During the first war Alfred served in the navy between April 1917 to September 1919, he had previously been in the RNVR. Whilst he was away Rosina took over his Insurance round. At the time of their marriage they were living 93 Maylands Road, they subsequently moved seven times, their final move was in 1939 to 41 Liddle Gardens.
Herring addresses during their marriage.
Doris went to school at Chamberlyne Road School, and then to The Maria Gray High School, doing well. Doris's first job was with Mrs Hunt's Agency in Marylebone High Street, a company providing staff for the rich and famous. Then round about 1926 she went for an interview with The Albion Motor Co. during the interview she was asked if she could operate a Switch Board, to which she answered yes, for she had had experience of the standard Plug Board PBX at her last job. When she started at Albion she was faced not with a Plug Board but a Switch Board system. and so for a week or so calls were lost, cut short or misrouted, until she had got used to this new system. During conversations with my mother she recalled hearing that this Russian boy was coming down from the Glasgow head office, so she made it her job to meet him. The rest is history as they say. Ivy said that in the family he was called the Russian Boy, may be because of his accent which was most lightly Glaswegian rather than Russian. but I have no recollection of him having an accent of any kind.
Doris married Andrew Kinna on the 11th August 1928.

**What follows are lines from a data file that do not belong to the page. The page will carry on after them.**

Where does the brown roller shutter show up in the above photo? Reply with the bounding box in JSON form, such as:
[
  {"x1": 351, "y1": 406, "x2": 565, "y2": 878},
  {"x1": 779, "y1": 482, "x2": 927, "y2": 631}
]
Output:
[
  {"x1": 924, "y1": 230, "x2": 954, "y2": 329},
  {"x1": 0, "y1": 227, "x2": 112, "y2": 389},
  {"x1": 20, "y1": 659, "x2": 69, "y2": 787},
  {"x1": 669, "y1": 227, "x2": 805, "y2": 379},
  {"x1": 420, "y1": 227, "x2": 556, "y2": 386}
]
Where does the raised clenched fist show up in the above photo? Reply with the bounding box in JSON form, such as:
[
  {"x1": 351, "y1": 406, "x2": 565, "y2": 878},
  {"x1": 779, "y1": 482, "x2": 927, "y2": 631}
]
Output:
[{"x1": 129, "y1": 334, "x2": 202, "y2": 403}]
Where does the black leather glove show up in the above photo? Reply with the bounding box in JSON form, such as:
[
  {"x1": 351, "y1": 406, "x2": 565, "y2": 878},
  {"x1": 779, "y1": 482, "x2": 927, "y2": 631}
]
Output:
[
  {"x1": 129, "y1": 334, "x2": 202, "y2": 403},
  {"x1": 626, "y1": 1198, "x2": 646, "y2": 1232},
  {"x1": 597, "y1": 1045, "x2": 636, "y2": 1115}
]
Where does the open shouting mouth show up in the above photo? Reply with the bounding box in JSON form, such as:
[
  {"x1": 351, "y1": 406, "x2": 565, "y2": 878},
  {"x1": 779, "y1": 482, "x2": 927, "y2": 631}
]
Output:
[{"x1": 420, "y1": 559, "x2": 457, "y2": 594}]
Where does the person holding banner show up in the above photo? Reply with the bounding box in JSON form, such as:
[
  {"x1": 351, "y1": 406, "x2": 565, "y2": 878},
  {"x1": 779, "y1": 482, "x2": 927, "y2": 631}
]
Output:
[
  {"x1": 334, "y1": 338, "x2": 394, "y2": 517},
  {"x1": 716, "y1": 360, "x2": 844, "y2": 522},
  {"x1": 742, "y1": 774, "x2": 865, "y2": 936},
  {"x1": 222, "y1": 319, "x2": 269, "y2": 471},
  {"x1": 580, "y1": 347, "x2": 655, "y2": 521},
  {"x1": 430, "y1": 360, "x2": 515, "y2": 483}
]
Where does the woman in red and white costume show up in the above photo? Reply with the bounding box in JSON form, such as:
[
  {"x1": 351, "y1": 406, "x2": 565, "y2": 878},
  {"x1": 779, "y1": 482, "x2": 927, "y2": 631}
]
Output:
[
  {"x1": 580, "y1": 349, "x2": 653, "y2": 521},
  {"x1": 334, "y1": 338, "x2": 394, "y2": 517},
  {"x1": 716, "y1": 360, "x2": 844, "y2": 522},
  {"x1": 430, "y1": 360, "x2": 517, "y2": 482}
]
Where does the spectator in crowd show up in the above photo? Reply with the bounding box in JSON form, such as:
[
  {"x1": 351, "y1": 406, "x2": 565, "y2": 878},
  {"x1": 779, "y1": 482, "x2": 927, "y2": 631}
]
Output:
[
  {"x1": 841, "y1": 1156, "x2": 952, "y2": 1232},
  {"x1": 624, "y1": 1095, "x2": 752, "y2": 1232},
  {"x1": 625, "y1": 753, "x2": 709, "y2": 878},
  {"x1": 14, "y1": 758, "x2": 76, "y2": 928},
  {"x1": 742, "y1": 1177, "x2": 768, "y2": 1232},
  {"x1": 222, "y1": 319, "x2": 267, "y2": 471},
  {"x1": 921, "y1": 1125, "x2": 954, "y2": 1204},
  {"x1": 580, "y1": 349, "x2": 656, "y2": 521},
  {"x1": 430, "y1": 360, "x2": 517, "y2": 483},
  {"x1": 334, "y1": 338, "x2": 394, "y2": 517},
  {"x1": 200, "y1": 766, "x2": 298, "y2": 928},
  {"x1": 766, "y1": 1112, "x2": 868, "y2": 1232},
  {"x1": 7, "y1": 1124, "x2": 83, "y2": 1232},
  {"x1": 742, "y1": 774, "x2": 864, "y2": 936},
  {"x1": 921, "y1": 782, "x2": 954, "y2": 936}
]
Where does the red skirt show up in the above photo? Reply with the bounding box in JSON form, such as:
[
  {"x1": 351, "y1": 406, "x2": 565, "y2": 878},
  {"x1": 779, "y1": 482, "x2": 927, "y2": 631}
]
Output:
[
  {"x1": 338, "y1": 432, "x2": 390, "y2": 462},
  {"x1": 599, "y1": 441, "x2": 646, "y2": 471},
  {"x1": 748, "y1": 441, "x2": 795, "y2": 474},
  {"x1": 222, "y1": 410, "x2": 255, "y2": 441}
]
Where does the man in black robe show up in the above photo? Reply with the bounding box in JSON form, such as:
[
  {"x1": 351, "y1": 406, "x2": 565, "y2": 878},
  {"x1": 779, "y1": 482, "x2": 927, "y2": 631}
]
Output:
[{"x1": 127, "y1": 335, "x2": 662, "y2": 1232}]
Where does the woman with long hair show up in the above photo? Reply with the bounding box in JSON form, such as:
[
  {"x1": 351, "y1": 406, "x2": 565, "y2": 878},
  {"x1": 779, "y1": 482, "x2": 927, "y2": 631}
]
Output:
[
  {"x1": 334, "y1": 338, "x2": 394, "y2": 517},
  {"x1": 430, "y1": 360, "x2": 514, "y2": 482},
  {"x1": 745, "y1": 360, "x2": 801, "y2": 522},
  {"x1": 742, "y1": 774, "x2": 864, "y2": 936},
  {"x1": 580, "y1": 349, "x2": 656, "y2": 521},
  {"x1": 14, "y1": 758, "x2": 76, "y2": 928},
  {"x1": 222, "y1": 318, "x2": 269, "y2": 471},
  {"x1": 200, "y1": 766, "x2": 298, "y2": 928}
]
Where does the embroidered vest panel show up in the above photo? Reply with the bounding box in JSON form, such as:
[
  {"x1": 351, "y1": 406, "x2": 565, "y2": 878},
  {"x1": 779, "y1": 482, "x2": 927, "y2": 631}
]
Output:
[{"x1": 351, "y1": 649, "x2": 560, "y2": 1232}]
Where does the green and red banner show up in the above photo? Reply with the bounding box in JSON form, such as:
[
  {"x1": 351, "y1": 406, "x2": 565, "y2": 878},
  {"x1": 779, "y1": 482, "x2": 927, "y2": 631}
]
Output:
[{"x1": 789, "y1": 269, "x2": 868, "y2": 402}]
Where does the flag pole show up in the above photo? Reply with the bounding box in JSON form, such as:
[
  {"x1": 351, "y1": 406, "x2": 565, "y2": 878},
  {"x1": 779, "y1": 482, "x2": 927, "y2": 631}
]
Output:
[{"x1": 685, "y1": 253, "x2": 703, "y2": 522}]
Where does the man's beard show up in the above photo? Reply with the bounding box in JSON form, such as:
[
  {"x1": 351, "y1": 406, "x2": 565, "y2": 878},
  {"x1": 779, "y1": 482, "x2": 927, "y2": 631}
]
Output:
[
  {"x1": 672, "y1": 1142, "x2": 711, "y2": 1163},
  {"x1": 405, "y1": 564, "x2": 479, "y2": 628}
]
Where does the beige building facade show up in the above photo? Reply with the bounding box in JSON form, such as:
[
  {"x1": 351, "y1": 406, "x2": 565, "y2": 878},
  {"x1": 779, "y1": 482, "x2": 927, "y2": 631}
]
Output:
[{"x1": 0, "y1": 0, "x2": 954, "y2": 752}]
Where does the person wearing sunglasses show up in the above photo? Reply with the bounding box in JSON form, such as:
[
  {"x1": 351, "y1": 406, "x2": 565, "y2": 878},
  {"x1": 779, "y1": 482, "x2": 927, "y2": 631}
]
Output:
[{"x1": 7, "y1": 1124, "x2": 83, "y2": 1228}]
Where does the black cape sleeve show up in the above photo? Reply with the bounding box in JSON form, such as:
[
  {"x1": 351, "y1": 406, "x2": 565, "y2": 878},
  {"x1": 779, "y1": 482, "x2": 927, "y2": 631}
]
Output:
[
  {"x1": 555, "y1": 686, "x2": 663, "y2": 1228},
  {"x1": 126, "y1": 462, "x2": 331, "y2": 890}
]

The marriage was reported in the local paper:
Ivy married in 1937 to Jack Pearce and I was a Page Boy. Jack and Ivy were frequent visitors to our house until the War, when Jack joined the RAF and was posted to Liverpool
Alfred Herring died in 1948, and Rosina died in 1955 but after Alfred died Rosina had a bout of Shingles and came and stayed with us in Bromley for a time and then with Ivy in Harrow. Rosina suffered a stroke which left her paralysed in one arm and a leg. I thing that would have been a strain for Ivy and arrangements were made to have her looked after by the 'Woodland Park Nursing home in Gt. Missingden. Rosina died on the 8th June 1955, 10 days before Pam and I were to marry. I was doing my National Service at that time, so I don't know where she is buried or what funeral arrangements were made. My mother wrote to me with the news but did not elaborate. During the time Rosina was staying with us I remember my mother calling me to the front room, where Rosina had her bed, I stood by the bed and she gave me Alfed's ring with the single diamond. I found it quite moving as I thought it was his wedding ring but some years later I looked at the Hall Mark which dated it to the early 20's but I still ware it to-day.